"It requires a lot of courage to become an educator as it is not for everybody. If a parent is unworthy, children are spoiled; if a doctor neglects his duty, the patient dies; if an engineer performs poorly, the infrastructure collapses; and if an educator makes a mistake, an entire generation is ruined." - Professor M.S. RaoIt is reported that the name of the same faculty as a teaching resource is available in more than one college. It shows the irregularities in colleges in the state of Telangana and other states in India. Although it is known to many, nobody takes it seriously. In Andhra Pradesh and Telangana , nearly 8,000 names were repeated across more than one college, Dubbudu and his team found, which meant that a quarter of the total engineering faculty in the States consisted of duplicate names. In all, nearly 90 per cent of the over 1,500 accredited engineering colleges in the States had at least one 'duplicate' teacher on their faculty.
Some of the private engineering colleges in Telangana State are run by liquor barons and real estate brokers who converted these private colleges into money spinners. They don't follow professional standards, and they lack ethics and etiquette thus bringing down the standards of education and educators. Some of them don't follow rules and regulations as they have close nexus with politicians and political parties.

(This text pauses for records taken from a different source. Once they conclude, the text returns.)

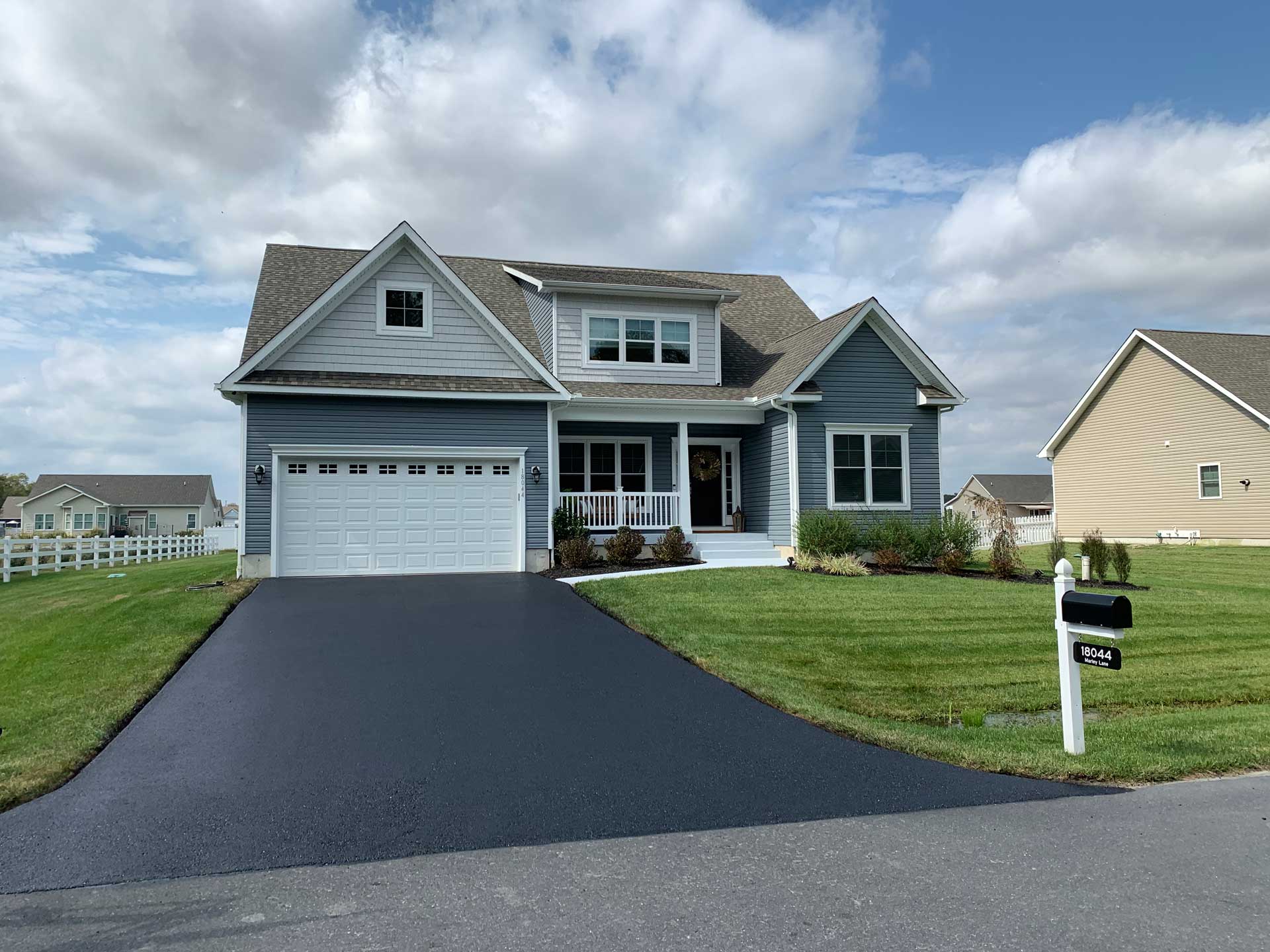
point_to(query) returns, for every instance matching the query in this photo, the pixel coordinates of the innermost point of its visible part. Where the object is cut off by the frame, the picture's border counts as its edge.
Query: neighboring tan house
(405, 412)
(144, 506)
(1024, 494)
(1173, 438)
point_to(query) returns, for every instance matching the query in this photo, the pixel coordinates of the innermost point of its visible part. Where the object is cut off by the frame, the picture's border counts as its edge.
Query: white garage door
(397, 517)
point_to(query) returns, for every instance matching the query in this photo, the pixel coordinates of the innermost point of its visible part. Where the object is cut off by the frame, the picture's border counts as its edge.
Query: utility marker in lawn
(1082, 614)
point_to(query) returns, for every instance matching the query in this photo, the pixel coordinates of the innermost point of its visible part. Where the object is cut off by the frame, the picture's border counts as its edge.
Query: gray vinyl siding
(661, 434)
(384, 422)
(572, 343)
(864, 382)
(346, 339)
(765, 477)
(540, 313)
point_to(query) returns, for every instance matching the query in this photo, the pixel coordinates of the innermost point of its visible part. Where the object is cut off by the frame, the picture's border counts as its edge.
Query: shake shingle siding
(408, 422)
(765, 485)
(864, 382)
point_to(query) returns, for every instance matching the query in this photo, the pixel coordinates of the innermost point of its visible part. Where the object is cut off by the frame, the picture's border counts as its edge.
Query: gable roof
(1235, 365)
(769, 339)
(1019, 489)
(118, 489)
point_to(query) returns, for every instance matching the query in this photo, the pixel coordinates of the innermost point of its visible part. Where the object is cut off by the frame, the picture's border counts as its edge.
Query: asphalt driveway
(333, 721)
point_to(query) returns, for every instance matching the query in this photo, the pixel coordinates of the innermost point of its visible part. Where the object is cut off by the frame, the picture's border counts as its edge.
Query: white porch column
(683, 483)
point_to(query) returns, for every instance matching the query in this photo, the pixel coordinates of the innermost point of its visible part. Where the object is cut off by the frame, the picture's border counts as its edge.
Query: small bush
(828, 532)
(1096, 549)
(806, 561)
(625, 546)
(577, 553)
(568, 524)
(673, 547)
(1057, 551)
(1121, 561)
(892, 541)
(843, 565)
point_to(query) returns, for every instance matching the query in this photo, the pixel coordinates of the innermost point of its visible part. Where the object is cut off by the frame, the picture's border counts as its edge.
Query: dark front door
(706, 494)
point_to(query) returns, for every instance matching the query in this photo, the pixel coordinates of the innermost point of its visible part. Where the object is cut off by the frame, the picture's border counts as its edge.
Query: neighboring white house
(143, 504)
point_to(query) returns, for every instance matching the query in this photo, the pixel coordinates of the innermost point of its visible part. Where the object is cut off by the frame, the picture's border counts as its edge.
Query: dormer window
(639, 339)
(403, 309)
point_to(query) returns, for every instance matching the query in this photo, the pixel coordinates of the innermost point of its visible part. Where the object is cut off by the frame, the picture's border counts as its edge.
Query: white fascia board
(352, 278)
(381, 391)
(370, 451)
(577, 287)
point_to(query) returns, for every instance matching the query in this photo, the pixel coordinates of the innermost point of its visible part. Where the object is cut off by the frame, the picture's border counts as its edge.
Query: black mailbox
(1099, 611)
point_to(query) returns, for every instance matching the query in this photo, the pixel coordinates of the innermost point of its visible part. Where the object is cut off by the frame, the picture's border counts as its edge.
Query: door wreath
(705, 466)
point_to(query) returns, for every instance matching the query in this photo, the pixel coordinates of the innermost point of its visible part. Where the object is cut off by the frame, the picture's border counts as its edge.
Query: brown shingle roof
(398, 381)
(120, 489)
(1238, 362)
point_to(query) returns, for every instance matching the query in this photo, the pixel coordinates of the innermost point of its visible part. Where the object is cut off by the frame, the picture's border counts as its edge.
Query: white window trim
(867, 430)
(657, 317)
(381, 328)
(1199, 480)
(647, 442)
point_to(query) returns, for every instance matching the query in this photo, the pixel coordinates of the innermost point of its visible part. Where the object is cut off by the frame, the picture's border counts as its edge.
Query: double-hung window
(639, 339)
(868, 466)
(403, 309)
(603, 465)
(1210, 481)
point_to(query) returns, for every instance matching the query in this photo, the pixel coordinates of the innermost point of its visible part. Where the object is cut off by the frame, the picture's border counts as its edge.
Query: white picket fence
(24, 555)
(1029, 530)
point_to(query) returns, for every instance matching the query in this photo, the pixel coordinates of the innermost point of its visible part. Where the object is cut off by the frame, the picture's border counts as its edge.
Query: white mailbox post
(1082, 614)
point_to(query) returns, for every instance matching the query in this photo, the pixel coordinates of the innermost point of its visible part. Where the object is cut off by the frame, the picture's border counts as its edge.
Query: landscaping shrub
(1121, 561)
(625, 546)
(673, 547)
(828, 532)
(843, 565)
(568, 524)
(577, 553)
(1057, 551)
(1096, 549)
(892, 541)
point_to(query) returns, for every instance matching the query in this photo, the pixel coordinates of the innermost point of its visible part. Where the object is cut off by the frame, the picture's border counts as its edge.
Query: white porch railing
(36, 555)
(1031, 530)
(640, 510)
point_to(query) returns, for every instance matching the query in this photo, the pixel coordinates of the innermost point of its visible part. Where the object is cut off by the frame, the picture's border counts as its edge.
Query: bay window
(639, 339)
(867, 466)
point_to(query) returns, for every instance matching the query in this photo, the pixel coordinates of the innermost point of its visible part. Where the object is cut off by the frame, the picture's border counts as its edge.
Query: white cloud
(1161, 212)
(172, 267)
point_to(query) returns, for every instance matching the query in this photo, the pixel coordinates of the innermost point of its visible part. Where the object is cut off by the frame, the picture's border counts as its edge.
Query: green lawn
(887, 658)
(80, 653)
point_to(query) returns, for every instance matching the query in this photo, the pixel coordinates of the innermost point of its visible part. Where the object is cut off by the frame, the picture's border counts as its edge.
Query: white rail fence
(1029, 530)
(640, 510)
(37, 555)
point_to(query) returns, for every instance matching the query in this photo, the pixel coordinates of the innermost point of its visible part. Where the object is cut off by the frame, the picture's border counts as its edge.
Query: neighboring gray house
(146, 506)
(404, 412)
(1024, 494)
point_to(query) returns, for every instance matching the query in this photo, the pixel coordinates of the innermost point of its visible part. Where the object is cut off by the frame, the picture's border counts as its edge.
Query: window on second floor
(639, 339)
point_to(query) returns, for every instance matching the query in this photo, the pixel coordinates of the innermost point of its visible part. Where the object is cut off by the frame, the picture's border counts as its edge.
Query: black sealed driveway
(331, 721)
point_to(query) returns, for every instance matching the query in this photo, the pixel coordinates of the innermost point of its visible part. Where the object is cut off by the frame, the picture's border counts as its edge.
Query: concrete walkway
(1176, 867)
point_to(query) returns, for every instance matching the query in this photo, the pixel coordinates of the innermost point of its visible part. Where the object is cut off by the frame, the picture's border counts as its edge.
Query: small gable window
(403, 309)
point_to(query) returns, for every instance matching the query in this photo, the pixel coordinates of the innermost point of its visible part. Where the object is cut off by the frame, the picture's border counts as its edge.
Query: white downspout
(792, 440)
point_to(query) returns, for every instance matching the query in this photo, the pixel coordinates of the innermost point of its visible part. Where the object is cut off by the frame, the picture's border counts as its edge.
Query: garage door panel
(398, 517)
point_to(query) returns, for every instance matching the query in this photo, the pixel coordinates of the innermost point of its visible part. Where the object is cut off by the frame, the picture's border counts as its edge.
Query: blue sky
(1019, 184)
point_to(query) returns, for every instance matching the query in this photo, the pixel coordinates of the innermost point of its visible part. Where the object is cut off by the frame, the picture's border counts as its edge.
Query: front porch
(614, 471)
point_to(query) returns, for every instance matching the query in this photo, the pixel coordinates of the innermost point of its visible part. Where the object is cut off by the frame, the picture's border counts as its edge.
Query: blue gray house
(405, 412)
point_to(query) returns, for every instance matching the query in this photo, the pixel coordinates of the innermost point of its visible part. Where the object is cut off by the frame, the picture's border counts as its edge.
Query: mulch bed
(603, 568)
(1034, 578)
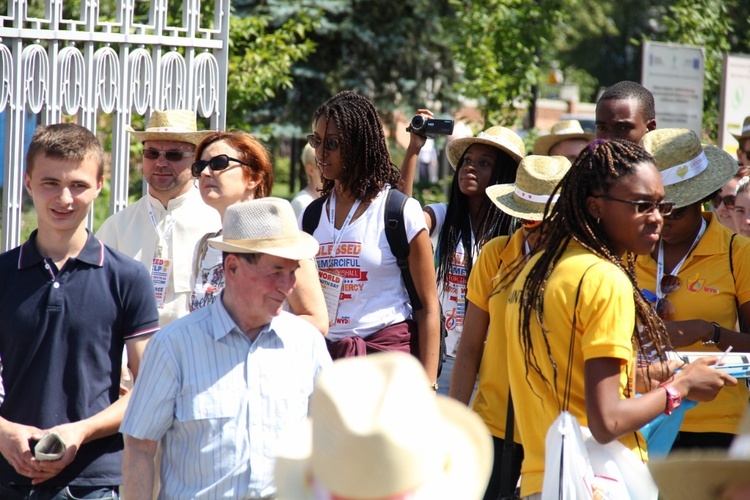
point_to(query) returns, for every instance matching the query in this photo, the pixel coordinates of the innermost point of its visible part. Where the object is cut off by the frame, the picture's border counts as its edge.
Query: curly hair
(252, 152)
(365, 159)
(457, 224)
(600, 166)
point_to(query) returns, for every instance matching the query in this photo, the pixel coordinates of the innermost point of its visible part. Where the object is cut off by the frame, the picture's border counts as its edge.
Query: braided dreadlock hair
(457, 224)
(599, 167)
(366, 162)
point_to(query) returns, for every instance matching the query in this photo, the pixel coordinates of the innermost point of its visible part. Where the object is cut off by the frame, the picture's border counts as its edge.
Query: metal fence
(86, 58)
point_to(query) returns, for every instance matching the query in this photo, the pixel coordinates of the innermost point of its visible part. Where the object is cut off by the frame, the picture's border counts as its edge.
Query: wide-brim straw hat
(501, 138)
(745, 132)
(376, 429)
(562, 131)
(536, 178)
(688, 171)
(267, 226)
(701, 474)
(177, 125)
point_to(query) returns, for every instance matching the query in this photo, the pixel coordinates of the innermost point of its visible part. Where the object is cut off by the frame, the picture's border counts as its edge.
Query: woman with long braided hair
(575, 311)
(368, 305)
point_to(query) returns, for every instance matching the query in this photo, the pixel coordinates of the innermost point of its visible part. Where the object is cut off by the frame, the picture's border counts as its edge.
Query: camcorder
(430, 127)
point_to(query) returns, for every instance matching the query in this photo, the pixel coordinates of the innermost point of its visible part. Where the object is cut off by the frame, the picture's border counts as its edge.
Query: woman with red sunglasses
(232, 167)
(698, 274)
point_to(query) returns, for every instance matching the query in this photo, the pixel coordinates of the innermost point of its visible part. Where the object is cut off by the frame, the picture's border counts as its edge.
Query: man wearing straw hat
(743, 138)
(162, 229)
(566, 138)
(625, 111)
(218, 386)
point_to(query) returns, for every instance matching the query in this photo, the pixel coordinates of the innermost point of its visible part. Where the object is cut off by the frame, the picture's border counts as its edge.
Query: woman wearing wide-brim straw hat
(458, 229)
(525, 199)
(696, 282)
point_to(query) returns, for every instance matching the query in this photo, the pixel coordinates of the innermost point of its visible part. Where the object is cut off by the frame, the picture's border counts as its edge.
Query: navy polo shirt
(62, 333)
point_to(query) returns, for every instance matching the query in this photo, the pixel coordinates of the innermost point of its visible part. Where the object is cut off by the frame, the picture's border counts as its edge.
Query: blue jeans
(41, 492)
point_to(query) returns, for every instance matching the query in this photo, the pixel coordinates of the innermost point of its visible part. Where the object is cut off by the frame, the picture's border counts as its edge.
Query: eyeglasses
(728, 201)
(664, 307)
(219, 162)
(328, 144)
(170, 155)
(677, 214)
(644, 207)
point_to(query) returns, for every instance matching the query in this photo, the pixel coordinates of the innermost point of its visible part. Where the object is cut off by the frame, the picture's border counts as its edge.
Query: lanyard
(660, 260)
(332, 214)
(167, 231)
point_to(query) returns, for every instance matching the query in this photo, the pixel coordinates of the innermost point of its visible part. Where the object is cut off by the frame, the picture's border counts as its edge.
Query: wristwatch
(674, 398)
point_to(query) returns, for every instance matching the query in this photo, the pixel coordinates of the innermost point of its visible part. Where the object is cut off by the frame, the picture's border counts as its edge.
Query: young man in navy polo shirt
(68, 306)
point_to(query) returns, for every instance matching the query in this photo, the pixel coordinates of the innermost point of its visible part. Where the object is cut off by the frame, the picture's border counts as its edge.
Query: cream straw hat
(377, 429)
(536, 178)
(501, 138)
(266, 225)
(561, 131)
(177, 125)
(688, 171)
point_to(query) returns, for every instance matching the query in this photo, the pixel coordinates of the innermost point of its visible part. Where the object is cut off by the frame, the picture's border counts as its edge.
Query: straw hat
(745, 133)
(561, 131)
(700, 474)
(688, 171)
(499, 137)
(171, 125)
(376, 429)
(536, 178)
(266, 225)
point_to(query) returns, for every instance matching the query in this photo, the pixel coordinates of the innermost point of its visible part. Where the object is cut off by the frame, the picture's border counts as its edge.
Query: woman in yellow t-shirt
(525, 200)
(610, 209)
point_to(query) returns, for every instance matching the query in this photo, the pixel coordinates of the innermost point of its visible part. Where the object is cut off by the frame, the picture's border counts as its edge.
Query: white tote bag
(577, 467)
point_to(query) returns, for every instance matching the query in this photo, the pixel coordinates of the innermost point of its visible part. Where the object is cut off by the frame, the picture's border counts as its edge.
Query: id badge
(331, 284)
(160, 271)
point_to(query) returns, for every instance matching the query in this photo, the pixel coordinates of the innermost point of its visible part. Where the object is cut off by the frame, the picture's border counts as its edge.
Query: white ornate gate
(54, 66)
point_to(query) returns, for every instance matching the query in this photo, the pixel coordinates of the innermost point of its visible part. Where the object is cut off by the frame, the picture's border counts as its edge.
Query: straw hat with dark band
(177, 125)
(562, 131)
(266, 225)
(501, 138)
(536, 178)
(701, 474)
(745, 133)
(688, 171)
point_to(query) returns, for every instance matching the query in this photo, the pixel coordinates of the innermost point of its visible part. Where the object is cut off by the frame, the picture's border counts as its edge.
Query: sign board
(674, 74)
(735, 99)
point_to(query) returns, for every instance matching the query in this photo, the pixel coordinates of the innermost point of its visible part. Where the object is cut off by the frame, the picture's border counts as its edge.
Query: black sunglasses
(328, 144)
(644, 207)
(170, 155)
(219, 162)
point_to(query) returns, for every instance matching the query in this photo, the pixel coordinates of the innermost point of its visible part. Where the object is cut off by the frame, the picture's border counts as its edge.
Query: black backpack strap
(311, 215)
(395, 233)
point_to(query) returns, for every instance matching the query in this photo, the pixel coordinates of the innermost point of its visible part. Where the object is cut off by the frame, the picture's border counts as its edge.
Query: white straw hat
(266, 225)
(536, 178)
(377, 429)
(501, 138)
(561, 131)
(701, 474)
(177, 125)
(688, 171)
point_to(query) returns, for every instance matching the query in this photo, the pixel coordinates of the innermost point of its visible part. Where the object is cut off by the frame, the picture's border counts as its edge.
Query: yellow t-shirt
(604, 329)
(707, 292)
(491, 399)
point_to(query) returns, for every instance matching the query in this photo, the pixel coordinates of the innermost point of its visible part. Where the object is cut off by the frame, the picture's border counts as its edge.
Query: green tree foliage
(502, 44)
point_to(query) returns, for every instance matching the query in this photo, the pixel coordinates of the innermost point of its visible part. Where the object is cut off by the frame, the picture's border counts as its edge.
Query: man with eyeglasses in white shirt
(162, 229)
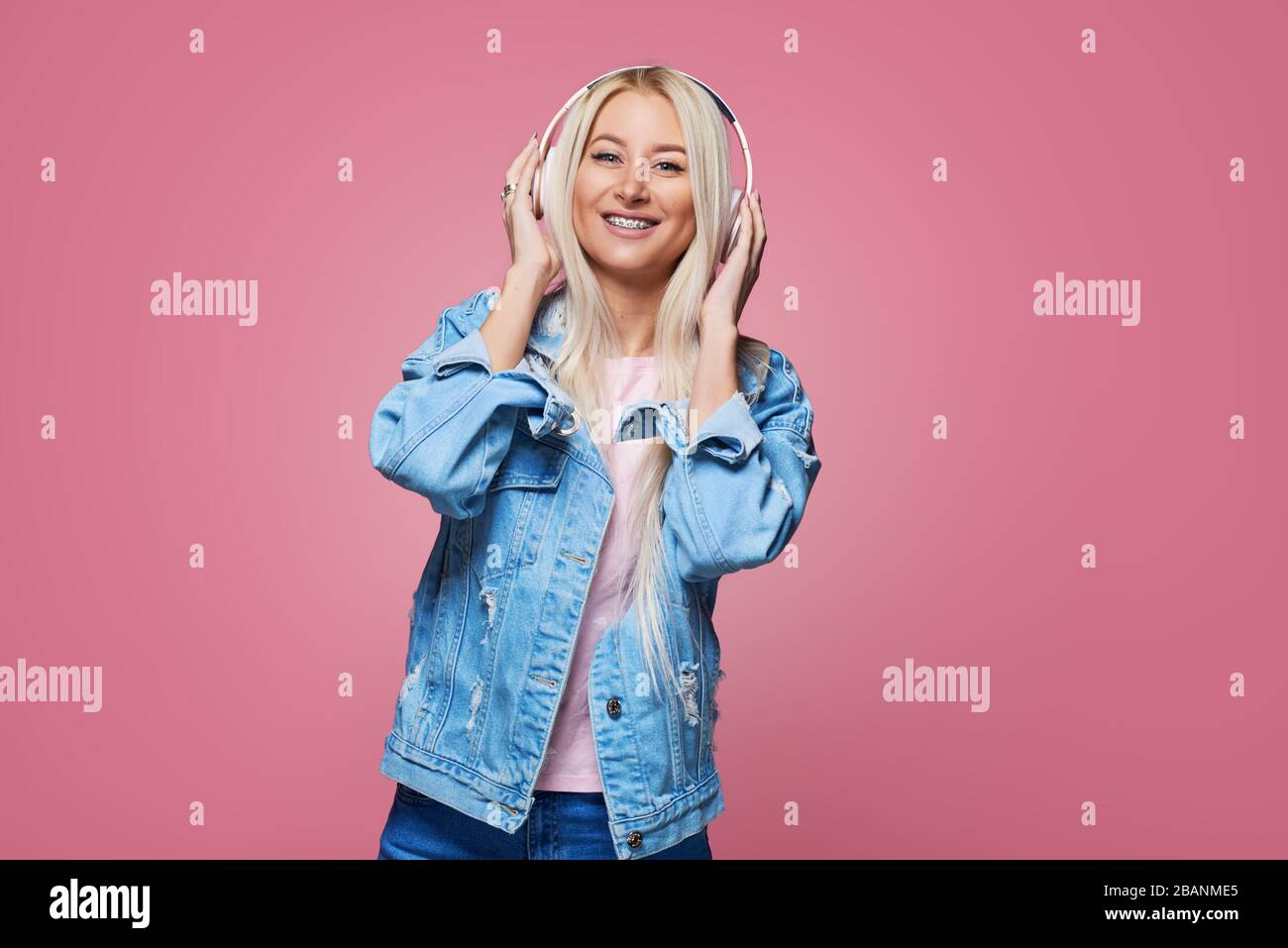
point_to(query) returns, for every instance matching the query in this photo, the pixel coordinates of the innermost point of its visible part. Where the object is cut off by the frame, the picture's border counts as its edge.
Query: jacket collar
(548, 325)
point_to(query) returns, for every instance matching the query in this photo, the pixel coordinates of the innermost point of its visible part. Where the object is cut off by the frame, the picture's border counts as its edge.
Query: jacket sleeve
(737, 489)
(445, 429)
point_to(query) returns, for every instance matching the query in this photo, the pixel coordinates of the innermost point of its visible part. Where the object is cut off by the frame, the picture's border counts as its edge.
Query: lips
(630, 217)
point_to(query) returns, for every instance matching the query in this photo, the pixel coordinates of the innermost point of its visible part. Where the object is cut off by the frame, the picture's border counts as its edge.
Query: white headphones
(724, 110)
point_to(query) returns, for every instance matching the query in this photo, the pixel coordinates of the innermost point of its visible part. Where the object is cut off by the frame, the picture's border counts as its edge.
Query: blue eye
(609, 155)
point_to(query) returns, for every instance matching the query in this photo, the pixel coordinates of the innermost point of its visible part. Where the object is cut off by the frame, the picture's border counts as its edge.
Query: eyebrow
(656, 149)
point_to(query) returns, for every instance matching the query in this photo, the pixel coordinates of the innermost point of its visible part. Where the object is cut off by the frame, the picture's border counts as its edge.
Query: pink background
(1109, 685)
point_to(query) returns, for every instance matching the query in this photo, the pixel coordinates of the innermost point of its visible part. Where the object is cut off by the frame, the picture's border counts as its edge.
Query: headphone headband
(720, 103)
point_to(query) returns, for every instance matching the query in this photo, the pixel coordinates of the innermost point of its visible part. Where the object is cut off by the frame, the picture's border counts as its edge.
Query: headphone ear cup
(734, 227)
(540, 192)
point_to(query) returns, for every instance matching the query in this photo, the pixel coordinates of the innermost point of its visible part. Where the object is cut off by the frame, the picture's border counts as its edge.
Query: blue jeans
(561, 826)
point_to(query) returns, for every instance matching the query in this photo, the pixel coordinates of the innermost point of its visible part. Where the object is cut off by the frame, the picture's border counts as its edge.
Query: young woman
(562, 666)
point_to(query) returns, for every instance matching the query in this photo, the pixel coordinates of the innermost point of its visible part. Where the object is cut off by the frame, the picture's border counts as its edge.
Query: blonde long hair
(590, 334)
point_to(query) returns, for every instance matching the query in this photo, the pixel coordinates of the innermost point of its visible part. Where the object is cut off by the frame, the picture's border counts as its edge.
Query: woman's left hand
(730, 288)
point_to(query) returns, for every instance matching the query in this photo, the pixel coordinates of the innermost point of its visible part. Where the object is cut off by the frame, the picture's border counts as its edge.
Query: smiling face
(634, 165)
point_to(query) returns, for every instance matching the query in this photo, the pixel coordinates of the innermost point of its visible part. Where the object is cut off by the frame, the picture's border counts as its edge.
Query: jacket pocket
(522, 494)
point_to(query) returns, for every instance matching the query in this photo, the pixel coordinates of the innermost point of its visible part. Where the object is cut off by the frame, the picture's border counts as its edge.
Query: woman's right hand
(531, 250)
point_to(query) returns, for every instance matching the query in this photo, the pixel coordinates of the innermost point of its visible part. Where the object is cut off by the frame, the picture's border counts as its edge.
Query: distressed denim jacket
(524, 497)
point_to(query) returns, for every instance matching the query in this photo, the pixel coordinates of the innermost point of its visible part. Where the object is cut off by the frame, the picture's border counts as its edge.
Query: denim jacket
(524, 497)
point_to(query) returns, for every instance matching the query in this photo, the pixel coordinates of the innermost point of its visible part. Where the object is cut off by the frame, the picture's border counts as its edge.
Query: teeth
(627, 222)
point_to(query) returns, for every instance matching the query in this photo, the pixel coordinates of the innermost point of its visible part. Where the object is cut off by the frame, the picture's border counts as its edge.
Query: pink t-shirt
(571, 763)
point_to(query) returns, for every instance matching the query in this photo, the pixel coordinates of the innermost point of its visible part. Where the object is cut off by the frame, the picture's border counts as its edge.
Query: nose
(634, 183)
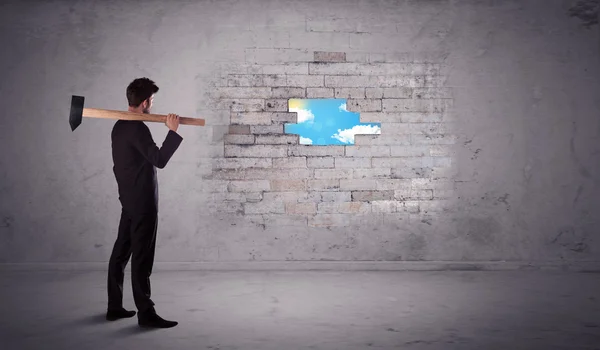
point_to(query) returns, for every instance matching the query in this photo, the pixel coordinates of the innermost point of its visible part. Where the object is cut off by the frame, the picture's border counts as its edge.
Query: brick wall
(269, 178)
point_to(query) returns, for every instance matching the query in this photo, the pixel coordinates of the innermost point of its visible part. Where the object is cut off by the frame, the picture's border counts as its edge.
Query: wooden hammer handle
(123, 115)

They break rules and regulations and collect huge fee from students for being absent to the institutions and on various other projects. They don't pay the salaries to their employees when the latter leave their educational institutions. They also cow down the leaving employees if the latter intend to take legal action against these erring educational institutions. Majority of educators don't fight and they leave without taking the salary of the last month. There are a very few faculty who are ready to fight legally. But they are harassed by the managements by leveling wrong cases against them.
The managements of the private engineering colleges are noted for pitting one faculty member against another faculty member to break their unity and to create ill-will among them. It is like a 'divide and rule' which is not healthy in the long term for the Indian education. Most faculty members don't intervene when one of their colleagues is harmed or denied with rights and salary as they think it is the problem of an individual. In fact, they must know that it is everybody's problem in the long-run. When management harms the interests of a faculty member, they can harm other faculty members also when the time comes. Hence, faculty members must unite to fight for their rights.
Paying bribes and getting ranked has become the order of the day for these notorious educational institutions. They are busy in building their brands rather than building infrastructure and imparting quality education to their students.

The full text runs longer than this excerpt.